La justice française doit se prononcer sur l’avenir des poursuites visant Agathe Habyarimana, soupçonnée de complicité dans le génocide des Tutsis. La Cour d’appel de Paris examine l’appel contre le non-lieu prononcé en 2025 après plus de seize ans de procédure. Cette décision est très attendue par les associations de victimes et pourrait clore définitivement le dossier.
Le calendrier judiciaire français télescope une nouvelle fois l’histoire tragique du Rwanda. Ce mercredi 8 avril 2026, la chambre de l’instruction de la cour d’appel de Paris doit rendre un arrêt capital concernant Agathe Habyarimana, la veuve de l’ancien président Juvénal Habyarimana. Après plus de seize ans d’une procédure marathon, la justice doit décider si elle confirme ou non le non-lieu dont a bénéficié l’ex-première dame en août 2025. Cette décision, très attendue par les rescapés et les associations de victimes, pourrait marquer la fin définitive des poursuites ou, au contraire, relancer une instruction que beaucoup jugent encore inachevée.
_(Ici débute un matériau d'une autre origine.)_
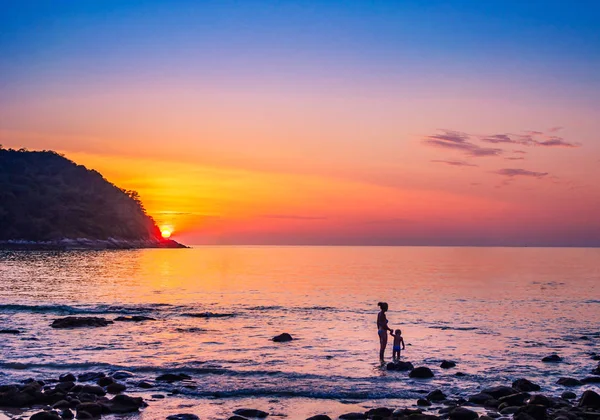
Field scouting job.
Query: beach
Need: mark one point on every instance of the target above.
(495, 312)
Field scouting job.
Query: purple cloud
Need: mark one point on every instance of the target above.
(454, 163)
(511, 173)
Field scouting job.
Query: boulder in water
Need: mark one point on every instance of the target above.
(525, 385)
(282, 338)
(80, 322)
(421, 372)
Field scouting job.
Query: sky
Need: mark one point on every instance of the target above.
(321, 122)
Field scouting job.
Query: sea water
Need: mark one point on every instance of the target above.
(494, 311)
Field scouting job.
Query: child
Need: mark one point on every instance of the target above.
(398, 340)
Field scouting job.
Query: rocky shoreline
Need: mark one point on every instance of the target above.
(92, 395)
(88, 244)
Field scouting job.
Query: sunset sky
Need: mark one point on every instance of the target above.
(321, 122)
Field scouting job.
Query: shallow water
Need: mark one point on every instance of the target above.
(495, 311)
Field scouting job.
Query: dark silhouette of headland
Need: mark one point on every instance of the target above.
(50, 202)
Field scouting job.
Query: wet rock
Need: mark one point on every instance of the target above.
(499, 391)
(447, 364)
(589, 399)
(515, 399)
(80, 322)
(436, 395)
(282, 338)
(122, 374)
(45, 415)
(421, 372)
(461, 413)
(400, 366)
(92, 408)
(538, 412)
(540, 399)
(251, 412)
(90, 376)
(135, 318)
(353, 416)
(173, 377)
(569, 382)
(115, 388)
(525, 385)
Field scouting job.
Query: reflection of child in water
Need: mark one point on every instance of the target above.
(398, 340)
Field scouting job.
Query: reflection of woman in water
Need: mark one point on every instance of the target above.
(382, 328)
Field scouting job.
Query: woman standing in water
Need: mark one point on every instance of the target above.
(382, 328)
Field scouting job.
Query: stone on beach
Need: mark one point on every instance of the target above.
(251, 412)
(421, 372)
(80, 322)
(282, 338)
(525, 385)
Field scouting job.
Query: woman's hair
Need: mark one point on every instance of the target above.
(383, 306)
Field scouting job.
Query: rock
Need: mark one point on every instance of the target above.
(353, 416)
(480, 398)
(122, 404)
(461, 413)
(67, 414)
(80, 322)
(90, 376)
(525, 385)
(135, 318)
(447, 364)
(499, 391)
(421, 372)
(115, 388)
(540, 399)
(589, 399)
(45, 415)
(92, 408)
(538, 412)
(400, 366)
(122, 374)
(515, 399)
(569, 382)
(282, 338)
(251, 412)
(436, 395)
(173, 377)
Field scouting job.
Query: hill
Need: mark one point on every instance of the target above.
(46, 200)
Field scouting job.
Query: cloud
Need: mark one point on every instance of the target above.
(511, 173)
(292, 217)
(454, 163)
(455, 140)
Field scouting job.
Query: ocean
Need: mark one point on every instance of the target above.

Un non-lieu contesté par le parquet et les victimes
L’enjeu de cette audience est de déterminer s’il existe des charges suffisantes pour renvoyer Agathe Habyarimana devant une cour d’assises pour complicité de génocide et crimes contre l’humanité. En août dernier, les magistrats instructeurs avaient conclu à un non-lieu, estimant que le dossier ne permettait pas de prouver son implication directe dans les massacres de 1994.
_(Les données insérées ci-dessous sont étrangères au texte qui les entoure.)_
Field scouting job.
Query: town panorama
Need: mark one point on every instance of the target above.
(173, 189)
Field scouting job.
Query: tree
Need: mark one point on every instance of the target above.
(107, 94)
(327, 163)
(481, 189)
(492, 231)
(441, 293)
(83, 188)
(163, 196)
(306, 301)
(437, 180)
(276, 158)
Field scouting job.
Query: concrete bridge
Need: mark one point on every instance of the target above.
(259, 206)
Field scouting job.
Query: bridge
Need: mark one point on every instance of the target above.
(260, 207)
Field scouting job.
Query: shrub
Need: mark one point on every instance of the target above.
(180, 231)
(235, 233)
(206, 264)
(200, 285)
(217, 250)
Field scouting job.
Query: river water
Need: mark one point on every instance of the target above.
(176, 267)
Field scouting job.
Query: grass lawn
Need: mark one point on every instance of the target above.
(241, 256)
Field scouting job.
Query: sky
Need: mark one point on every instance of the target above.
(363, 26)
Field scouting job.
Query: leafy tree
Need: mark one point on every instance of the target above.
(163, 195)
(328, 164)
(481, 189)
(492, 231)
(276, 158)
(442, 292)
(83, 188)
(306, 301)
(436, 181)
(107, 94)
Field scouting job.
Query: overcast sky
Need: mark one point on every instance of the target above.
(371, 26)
Cependant, cette analyse est vigoureusement rejetée par le ministère public et le Collectif des parties civiles pour le Rwanda (CPCR). Ces derniers ont immédiatement fait appel, dénonçant une instruction « lacunaire » qui aurait ignoré des témoignages et des actes d’enquête pourtant jugés cruciaux par les parties civiles.
L’ombre de l’Akazu et les zones d’ombre du dossier
Au cœur de la bataille juridique se trouve la question de l’existence de l’« Akazu », ce « petit foyer » ou premier cercle du pouvoir hutu. Pour les associations de victimes, Agathe Kanziga Habyarimana en était l’une des figures centrales, participant activement à la planification du génocide. L’ordonnance de non-lieu de 2025 avait pourtant remis en cause la réalité même de cette structure occulte.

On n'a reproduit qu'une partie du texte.